Native American tribes in the US Southwest have been watching Willow closely, concerned about possible developmental implications in culturally significant areas, including Chaco Culture National Historical Park in northwestern New Mexico.

A federal appeals court ruled that the Interior Department failed to consider the cumulative impact of greenhouse gas emissions that would result the approval of nearly 200 drilling permits in an area around the Chaco site.

Haaland, a member of Laguna Pueblo, visited Chaco in 2021 and informed tribal leaders that the Interior Department’s Bureau of Land Management was working to withdraw hundreds of square miles (hundreds of square kilometers) from development. She also pledged to take a broader look at how federal lands in the region can be better managed while considering environmental impacts and cultural preservation.

Mario Atencio of Diné CARE, a Navajo environmental group, said he understands the Interior Department is facing Pressure from GOP lawmakers Drilling increase as well as contradictory Court rulings on Biden-ordered pause in oil leasing on public land.

“We’re very aware that sometimes it’s an inch game, and in some places there’s a little bit of discretion, and we’re just trying to have as much visibility as the oil and gas industry does,” said Atencio, who is Navajo .

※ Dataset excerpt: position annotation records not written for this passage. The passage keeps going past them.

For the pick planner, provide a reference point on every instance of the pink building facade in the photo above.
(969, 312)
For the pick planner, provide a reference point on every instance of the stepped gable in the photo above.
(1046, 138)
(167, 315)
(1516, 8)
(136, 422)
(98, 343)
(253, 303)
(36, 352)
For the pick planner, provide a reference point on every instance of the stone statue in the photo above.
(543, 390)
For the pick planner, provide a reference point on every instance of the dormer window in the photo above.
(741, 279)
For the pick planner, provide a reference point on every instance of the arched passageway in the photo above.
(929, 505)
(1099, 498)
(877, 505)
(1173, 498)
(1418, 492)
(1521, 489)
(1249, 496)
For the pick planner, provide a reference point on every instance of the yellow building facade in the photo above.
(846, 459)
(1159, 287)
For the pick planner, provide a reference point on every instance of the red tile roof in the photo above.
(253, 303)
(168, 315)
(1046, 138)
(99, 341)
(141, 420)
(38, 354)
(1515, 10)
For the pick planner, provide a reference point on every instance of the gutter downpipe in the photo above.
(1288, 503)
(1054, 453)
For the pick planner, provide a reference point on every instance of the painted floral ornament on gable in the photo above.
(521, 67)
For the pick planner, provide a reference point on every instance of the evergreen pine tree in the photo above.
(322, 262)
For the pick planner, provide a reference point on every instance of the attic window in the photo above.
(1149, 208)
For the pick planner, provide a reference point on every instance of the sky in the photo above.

The Willow Project has divided Alaska Native groups. Proponents have called the project balanced, saying communities would benefit from the taxes Willow generates to invest in infrastructure and provide public services.

Nuiqsut City Mayor Rosemary Ahtuangaruak, whose community of about 525 is closest to the proposed development, opposes the project, concerned about the impact on the caribou and the livelihoods of its residents.


Associated Press writer Susan Montoya Bryan in Albuquerque, NM contributed to this story.